Food supplies may soon be a problem. The heavy rains have damaged crops in several areas, especially the corn crop. The ground is so soggy that the tall stalks are falling over, less than a month before the harvest. Corn, usually in the form of tortillas or tamales, is the main staple of the diet here.

As both major routes from Quetzaltenango to Guatemala City are closed at the moment, my weekly trip into the office has been suspended. Another professor will take my ethics class and I’ll work from home on some writing and other tasks as I follow the news here.

My work as interim academic dean for the Biblical and Theological Training Program for the Evangelical Center for Pastoral Studies in Central America (CEDEPCA) continues. During the last week of August Violeta Rocha and Nidia Fonseca, the rector and the vice rector of the Latin American Biblical University came to visit CEDEPCA and encourage us. They reminded us all that we are a branch of the university.

I had invited a group of professors, students and CEDEPCA staff to gather to spend a day reflecting together about the work of the program in recent years and dreaming about possible futures for the program as we seek to equip people from churches here for faithful service.

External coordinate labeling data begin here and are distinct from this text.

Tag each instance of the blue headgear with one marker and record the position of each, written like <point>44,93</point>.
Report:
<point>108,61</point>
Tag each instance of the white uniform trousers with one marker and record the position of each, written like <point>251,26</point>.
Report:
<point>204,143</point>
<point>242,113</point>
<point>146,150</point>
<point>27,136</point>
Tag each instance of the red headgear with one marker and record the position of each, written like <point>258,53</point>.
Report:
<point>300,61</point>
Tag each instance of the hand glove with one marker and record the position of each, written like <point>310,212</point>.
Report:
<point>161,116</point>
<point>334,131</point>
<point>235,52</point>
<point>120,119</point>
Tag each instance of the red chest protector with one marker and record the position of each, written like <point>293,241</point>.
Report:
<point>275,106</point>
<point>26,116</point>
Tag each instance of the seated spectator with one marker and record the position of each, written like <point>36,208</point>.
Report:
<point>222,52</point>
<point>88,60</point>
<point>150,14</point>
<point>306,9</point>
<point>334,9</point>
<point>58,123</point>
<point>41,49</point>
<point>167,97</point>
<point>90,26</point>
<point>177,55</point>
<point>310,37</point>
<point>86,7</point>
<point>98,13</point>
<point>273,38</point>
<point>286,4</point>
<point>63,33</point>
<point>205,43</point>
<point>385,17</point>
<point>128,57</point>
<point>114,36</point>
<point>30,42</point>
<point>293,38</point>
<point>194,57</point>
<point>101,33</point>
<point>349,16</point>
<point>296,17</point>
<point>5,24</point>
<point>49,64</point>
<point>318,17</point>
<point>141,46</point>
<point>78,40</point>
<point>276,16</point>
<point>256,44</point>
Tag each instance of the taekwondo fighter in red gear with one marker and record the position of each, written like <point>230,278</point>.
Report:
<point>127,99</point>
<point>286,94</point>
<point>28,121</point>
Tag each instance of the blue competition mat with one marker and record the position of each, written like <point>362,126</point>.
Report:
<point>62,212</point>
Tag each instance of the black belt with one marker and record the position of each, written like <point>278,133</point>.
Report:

We had scheduled the meeting for this Thursday, but the fact that I and others who live outside the capital can’t get there right now means that we will have to reschedule. It’s been great to talk with students about how their studies have helped them see their faith and themselves in new ways.

I’m going to enjoy being with my family this week. I may even be able to do some cooking and baking. My husband, Javier, is still working away on his thesis in political science. He doesn’t want to talk about anything else. Our daughter, Tamara, seems to be enjoying her senior year of high school so far. She was elected president of the student council, which should keep her busy. The major task of the student council at the Inter-American School is to plan and raise funds for an annual retreat. She’s excited. We also have Laura Armas, the daughter of the Episcopal priest in town and Tamara’s best friend, staying with us. The manse of the Episcopal Church, which is built into the side of a hill, has been rendered uninhabitable by a landslide.

September 15, a national holiday, marks the 189th anniversary of Central America’s independence from Spain. Due to the rains, the national government is talking of suspending some of the celebrations.

Here in Quetzaltenango the celebrations usually go on for over a week, with parades and a fair.

It’s hard to know what the rest of the month will mean for me, given the weather. Weekly classes will continue at CEDEPCA. During the last weekend in September I’m scheduled to go to Poptun for the last session of the course on mission. Some women in the Episcopal church here in Quetzaltenango have asked me to facilitate CEDEPCA’s “Healthy Relationships” course for them on Sunday afternoons. I appreciate your prayers as we move into these uncertain days.

Reading corner
Occasionally I do find time to read a novel. This month I’d like to recommend Amy Tan’s Saving Fish from Drowning. The novel recounts the adventures of a group of Asian Americans who travel to Burma (Myanmar). Tan explores the assumptions of both the travelers and the local groups with whom they interact. Though the context here is different, many of the issues are the same.

Closing Words
The worst of the rainy season is yet to come since October is usually the month with the most precipitation. As you follow the news about the disasters that are resulting from natural phenomena here in Guatemala, please remember that CEDEPCA’s Ministry in Situations of Crisis (PASCRISIS) program continues to accompany people in communities that were affected by Tropical Storm Agatha and the eruption of the Pacaya Volcano. The PASCRISIS team will be considering how CEDEPCA might expand our response and offer more psycho-social support to communities as they seek to recover and strengthen their resilience. At the same time our work in theological education and with women continues. We rely on the ongoing support of friends to make our work possible. Thank you.


P.S. I finished this letter yesterday evening, but rains here took out our Internet for a few hours. There were more landslides overnight.